3. They Don’t Go Low Enough During Times of Low-Demand

“Typically, in a tourism destination, Sunday is the biggest checkout day of the week leaving Sunday night with the lowest demand.

Each day of the week the demand slightly increases to the weekend (Friday/Saturday night). With demand being low during the beginning of the week and the city being full of rooms to sell, leaving your rates as high as they were during the weekend is a mistake.

I figured this out, lowered rates for my clients during times of low demand and stole market share. One of the OTAs (Online Travel Agencies or websites that resell hotel rooms like Booking.com or Expedia) reached out to me at the end of a season and told me that in one of my client’s markets only one other hotelier figured this out.”

2. They Don’t Look Far Enough Into the Future

“The majority of hotel bookings come two weeks prior to arrival. If you only get the last two weeks right your property will still probably do pretty well.

But, if you look further into the future you will be able to spot potential problems and fix them before they cost you thousands of dollars. Right now I help my clients manage about a month out, but I also take the opportunity to quickly scan data for three months out.

Recently I saw that one of my clients had a holiday weekend about three months out priced too low and I encouraged him to increase the rate by 50% to an appropriate rate. A few guests who were planning that far ahead found that deal and had already booked rooms, but that was much better than having half of the hotel sold at a discount rate.

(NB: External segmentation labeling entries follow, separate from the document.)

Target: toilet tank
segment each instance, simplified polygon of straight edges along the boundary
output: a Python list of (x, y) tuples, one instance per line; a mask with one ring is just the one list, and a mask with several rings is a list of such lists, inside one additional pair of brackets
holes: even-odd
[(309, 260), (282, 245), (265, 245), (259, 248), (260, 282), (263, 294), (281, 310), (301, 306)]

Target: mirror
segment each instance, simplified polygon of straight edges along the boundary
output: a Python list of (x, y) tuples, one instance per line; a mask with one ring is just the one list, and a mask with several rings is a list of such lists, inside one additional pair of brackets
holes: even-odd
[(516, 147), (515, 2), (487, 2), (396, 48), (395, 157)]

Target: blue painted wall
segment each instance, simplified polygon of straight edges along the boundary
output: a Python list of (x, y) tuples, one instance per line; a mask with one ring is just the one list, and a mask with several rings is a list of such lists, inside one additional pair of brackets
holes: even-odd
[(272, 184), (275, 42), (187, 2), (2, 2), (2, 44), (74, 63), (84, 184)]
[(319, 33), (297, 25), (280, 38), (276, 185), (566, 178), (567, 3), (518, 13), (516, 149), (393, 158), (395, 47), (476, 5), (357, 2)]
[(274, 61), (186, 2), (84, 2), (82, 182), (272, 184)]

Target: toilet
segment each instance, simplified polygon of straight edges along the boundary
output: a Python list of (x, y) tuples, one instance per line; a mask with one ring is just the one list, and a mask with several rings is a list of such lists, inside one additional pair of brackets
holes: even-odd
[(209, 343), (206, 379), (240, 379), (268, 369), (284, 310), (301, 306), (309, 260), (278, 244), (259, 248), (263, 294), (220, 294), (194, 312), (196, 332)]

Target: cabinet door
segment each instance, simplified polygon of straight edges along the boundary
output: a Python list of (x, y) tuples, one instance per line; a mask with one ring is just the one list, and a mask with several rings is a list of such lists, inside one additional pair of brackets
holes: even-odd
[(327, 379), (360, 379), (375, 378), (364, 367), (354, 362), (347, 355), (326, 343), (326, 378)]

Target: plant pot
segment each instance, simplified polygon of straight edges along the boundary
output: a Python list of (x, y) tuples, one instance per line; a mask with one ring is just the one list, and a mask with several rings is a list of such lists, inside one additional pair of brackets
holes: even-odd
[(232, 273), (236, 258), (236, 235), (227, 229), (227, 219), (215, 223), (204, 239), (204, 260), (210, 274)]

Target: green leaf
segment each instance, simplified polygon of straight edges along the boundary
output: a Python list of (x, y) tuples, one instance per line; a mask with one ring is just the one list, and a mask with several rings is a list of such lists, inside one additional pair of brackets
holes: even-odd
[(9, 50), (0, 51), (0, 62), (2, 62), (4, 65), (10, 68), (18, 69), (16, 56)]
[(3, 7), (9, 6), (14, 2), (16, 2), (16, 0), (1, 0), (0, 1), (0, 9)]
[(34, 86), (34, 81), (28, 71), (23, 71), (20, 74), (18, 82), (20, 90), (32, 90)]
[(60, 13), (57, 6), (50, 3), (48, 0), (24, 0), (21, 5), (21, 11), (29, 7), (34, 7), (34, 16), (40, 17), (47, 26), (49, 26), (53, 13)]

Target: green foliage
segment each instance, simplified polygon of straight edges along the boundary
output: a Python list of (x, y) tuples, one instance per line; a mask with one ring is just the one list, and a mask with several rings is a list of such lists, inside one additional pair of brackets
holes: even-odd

Concentrate the majority of your efforts on the approaching week, two weeks and month, but don’t forget to at least glance into the future to see if anything stands out as being a possible issue.”

1. They Don’t Go High Enough During Times of High Demand

“This is EASILY the biggest mistake I see hoteliers make.

Right now stop reading this, open google docs, and type out the 10 busiest times of the year in your market.

I’ll give you a head start: Holidays like Memorial Day and Labor Day, summer weekends, special events like the annual car show or strawberry festival.

Now, look at your list. Your rooms are not priced high enough during those times.

Look at last year’s occupancy. Every day that your property was 100% occupied (or really close like 95%) is a time where you could have gotten more money for your rooms.

I had an out of state client that had been on Hotel Impossible. A year later he found my revenue management videos on youtube and asked if I could help him. He had bad reviews and no money to fix issues. I taught him this principle and asked him for the dates where demand was so high that it was likely that the entire city would sell out.

I then taught his GM my system for tracking demand. We ended up raising rates to almost double the previous year’s rates during those times of high demand. His busiest month saw a revenue increase of 47.2%, his busiest quarter was up $171,000, and his revenue increased 24% for the whole year.

Raising rates feels scary, but I want to challenge you to at least start taking baby steps even if that means raising only $5. When you see that work, then look at the next time of high demand and try $10. Each time it works successfully you’ll gain the courage you need to make bigger, necessary adjustments in the future.”

In Closing

This is just the tip of the iceberg when it comes to the knowledge that Chris has regarding revenue management. And as you can see, revenue management is something that could be a game changer for your hotel. The potential upside is huge, and the amount of risk is low. But, you’ll likely need some help along the way.

Bottom line… the successful implementation of revenue management strategies for your hotel could help you experience more predictability and profitability.